Письмо, которое вы столь любезно написали мне, вместе с другими, от 9-го числа того же месяца, дошло до меня позавчера. Я не могу описать вам, милостивый государь, то чрезвычайное горе, которое я испытал, получив ужасное известие о печальном положении своего несчастного и милого друга Батюшкова. В нынешних обстоятельствах это вовсе не бесполезные сожаления или праздные фразы, которые могут принести облегчение больному. Предварительно встретившись с его родственниками, на следующий день меня нашел граф Нессельроде, и советовался о средствах для спасения, которые еще можно предпринять в этой ситуации. При нашей беседе присутствовал приглашенный Нессельроде господин Северин, старый друг милого Батюшкова. Мы единодушно решили принять эффективные меры. Эти меры таковы: граф Нессельроде отправился в то же утро заканчивать свою работу с Императором, известным своими гуманными чувствами. В этот день в центре внимания Его величества оказался наш друг. Граф включил в письмо те фразы, которые Батюшков написал вам в тот день, когда покушался на свою жизнь. Это прошение имело успех у лучшего из правителей; необходимо было подождать, и в этот момент я получил записку от Северина, который уведомил меня, что Его величество соизволил согласиться с мерами, предложенными графом Нессельроде для спасения (если оно еще возможно) нашего несчастного друга. Вашему высочеству эстафетой адресовано послание. Вам позволено использовать все средства противостояния видениям пораженного разума, хотя бы лишить больного прогулок, согласно с тем, что он говорит и пишет. Я считаю, милостивый государь, что мы могли бы, возможно, использовать одно средство, чтобы заставить его уехать. Отметив его опоздание исполнить вышестоящий приказ верховной власти, можно было бы заподозрить в нем бунтаря, присоединившегося к карбонариям Италии или либералам Испании. Я знаю, что наш друг Батюшков очень чутко относится к этим сравнениям и боится быть принятым за партизана страшной системы этой проклятой Испании. Простите меня, милостивый государь, что я говорил с вами так долго о предмете столь печальном, ставшем темой этого письма. Но почти двадцать лет я люблю и уважаю Батюшкова до глубины сердца. Я приобщил его к военной профессии, и я не могу ничего не сделать, чтобы не помочь ему спасти его жизнь и вернуть рассудок. Возложим же его судьбу в руку Божию и ваши отеческие хлопоты. Имею честь быть
А.О.
P.S. Я надеюсь, что вы не откажетесь послать с ним умного и скромного человека: это последнее и необходимое условие при заболевании бедного Батюшкова».[102]
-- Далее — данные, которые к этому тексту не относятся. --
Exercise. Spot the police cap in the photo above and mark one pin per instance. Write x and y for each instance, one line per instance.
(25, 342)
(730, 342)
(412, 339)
С самыми осмотрительными предосторожностями, почти насильственно, вывезли Батюшкова в Петербург. Друзья сделали с своей стороны все возможное, чтобы успокоить его и заставить забыть о самоубийстве. Он поселился, однако, вдали от них на Карповке и вскоре совсем перестал пускать их к себе.
Сохранилось его письмо от 17-го мая 1823 года к К.А. Леоненковой, свидетельствующее, что у него уцелела память о прошлом и укоренилось сознание скорой гибели. В этом письме есть, между прочим, такое выражение: «Меня уже нет на свете» (II, 583). Стало быть, чудилось ему, что он должен и успеет покончить с собою прежде, чем письмо будет доставлено по адресу.
Но существо, творчески создавшее поэтическое «сердце» Батюшкова, не перестало быть его добрым гением и спасло болящего от насильственной смерти. Беззаветно любившая его сестра, Александра Николаевна, сумела уговорить его развлечься путешествием и ехать вместе с нею за границу. На этом настаивали врачи, друзья, и больше всего Жуковский. Последний, по свидетельству Помпея Николаевича Батюшкова, провожал больного друга и его спутницу до Дерпта. Дрезденские врача посоветовали ей доверить болящего специальному заведению доктора Пирница в Зонненштейне, близ Пирны в Саксонии. Там поселилась и сама она, чтобы следить за братом и, когда позволят врачи, навещать его.